I live in an area of the city that would be considered an urban neighborhood. It's well within the peripheral expressway and only but 3 miles or so from the city center. At the turn of the last century (18s - 19s), this area was actually where the wealthy city folk would buy land and build their country manors in order to get back to the country and revive their souls from the madness of the city. In the century following, as the city grew and absorbed this area and growing well past, my neighborhood became more densely built, gained more infrastructure and many more residents. This probably conjures up images of row houses or brownstones, graffiti, stoop occupying drunks and traffic noise.

Actually, my neighborhood is one of 100+ year old houses with yards with huge trees, most lovingly restored or modernized. There are families and children, retirees, singles, you name it. Just a 5 minute walk up my street is our central business district which has a small movie theater, a number of restaurants, a grocery store, 2 coffee shops, banks, a barber shop, a small library and most importantly, my favorite ice cream shop. An evening stroll will undoubtedly have me cross paths with several acquaintances, neighbors and friends.

I go to my coffee shop and they know how I like my latte. I go to my barber and he knows that I like my hair cut short, like Steve McQueen's in Bullitt. My ice cream "barrista" Molly always serves me up a massive portion of mocha chip and carefully balances the precarious lot of lactic goodness onto a small cone below. What I consider this is a true community.

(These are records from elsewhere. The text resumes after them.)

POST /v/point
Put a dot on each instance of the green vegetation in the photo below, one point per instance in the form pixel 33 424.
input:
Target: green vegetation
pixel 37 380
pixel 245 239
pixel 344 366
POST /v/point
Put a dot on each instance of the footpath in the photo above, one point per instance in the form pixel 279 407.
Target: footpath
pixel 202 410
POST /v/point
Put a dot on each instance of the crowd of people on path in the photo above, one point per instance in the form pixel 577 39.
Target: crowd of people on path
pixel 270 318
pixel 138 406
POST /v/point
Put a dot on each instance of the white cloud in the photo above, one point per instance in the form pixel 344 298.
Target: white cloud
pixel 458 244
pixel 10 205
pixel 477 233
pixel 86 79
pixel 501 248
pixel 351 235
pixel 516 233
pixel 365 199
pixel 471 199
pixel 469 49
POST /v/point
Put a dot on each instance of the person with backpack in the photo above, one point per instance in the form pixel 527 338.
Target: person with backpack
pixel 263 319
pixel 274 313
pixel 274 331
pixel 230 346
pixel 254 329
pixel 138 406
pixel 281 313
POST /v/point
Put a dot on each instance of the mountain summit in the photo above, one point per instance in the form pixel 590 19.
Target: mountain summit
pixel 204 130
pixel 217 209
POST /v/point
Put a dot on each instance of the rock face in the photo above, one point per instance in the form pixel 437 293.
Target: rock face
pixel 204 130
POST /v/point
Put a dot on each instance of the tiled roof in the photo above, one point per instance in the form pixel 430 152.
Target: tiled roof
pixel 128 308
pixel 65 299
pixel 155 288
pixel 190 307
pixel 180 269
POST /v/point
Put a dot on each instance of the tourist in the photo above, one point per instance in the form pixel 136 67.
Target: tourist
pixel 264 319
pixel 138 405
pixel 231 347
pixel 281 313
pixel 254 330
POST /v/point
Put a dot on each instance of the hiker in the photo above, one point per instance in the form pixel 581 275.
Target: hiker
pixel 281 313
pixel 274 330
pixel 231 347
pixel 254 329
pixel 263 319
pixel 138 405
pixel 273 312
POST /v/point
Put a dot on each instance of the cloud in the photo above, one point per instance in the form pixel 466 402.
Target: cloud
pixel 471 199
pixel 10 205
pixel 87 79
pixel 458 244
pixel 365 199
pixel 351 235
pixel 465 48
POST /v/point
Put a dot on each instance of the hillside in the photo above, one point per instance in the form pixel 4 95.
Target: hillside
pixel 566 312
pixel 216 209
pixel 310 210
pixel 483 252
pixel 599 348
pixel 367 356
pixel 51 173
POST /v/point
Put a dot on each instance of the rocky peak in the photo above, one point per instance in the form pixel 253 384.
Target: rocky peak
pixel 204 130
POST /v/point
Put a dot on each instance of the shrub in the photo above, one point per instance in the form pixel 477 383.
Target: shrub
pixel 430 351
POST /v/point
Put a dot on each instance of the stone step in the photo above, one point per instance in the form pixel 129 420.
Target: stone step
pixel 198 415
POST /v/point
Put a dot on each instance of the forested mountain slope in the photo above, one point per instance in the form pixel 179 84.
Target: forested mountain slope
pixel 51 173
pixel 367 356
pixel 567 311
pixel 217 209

What I find sadly ironic is that most of my coworkers live out in the suburbs, well beyond the periphery, in a land of matching cookie-cutter houses built in mowed down forests and fields and surrounded by massive thoroughfares and shopping plazas. On the rare occasion that my wife and I are forced to venture out of "the shire" due to invitation or the need to visit some store that only exists out there, we'll have panic attacks at the sheer madness of congestion and creepily homogeneous appearance to everything. When I care enough to ask suburban residents why they choose to live all the way out there they'll typically say that they live there because they like their "communities" (usually walled in enclaves named things like Arbor Centre or Crowne Pointe) and they want to be far away from the city, it's noise, traffic and crime.

I'm not sure I know what they're talking about.

7 comments:

Rena said...

This is a great post, and I so agree with you! You are lucky to live in an area that is not "creepily homogeneous" and also has so much to offer. Great piece of writing!

Forgetfulone said...

What a beautiful town you live in. 100 year old trees... my kind of place!

gautami tripathy said...

It seems to such a beautiful place! Thanks for bringing it into life for us!

Patois42 said...

Oh, your area sounds mighty delightful. And I so like your last sentence!

Crafty Green Poet said...

I really enjoyed your description of your area and its history. It sounds quite a lot like where I live - a community area within a small city - though ours is made up of old tenement flats, rather than houses.

Molly said...

I, too, am not a fan of the suburbs... I cringe every time I enter and love that my town has very little of the big box stores and that we live far from that end of town anyway. No more to the same--hello to adventure!

Finn McKenty said...

well said.

when i was in high school, i dated this girl that lived in a cookie-cutter development outside seattle in a made-up neighborhood named Harbour Pointe (note the "u" and "e" to make it sound old and quaint, even though it was developed in the early 90s to house rich Boeing employees). the housing development itself was called "One Clubhouse Lane," and featured faux-golf holes (marked by those little flags) on the parking strip and near the manmade lake. who did they think they were fooling?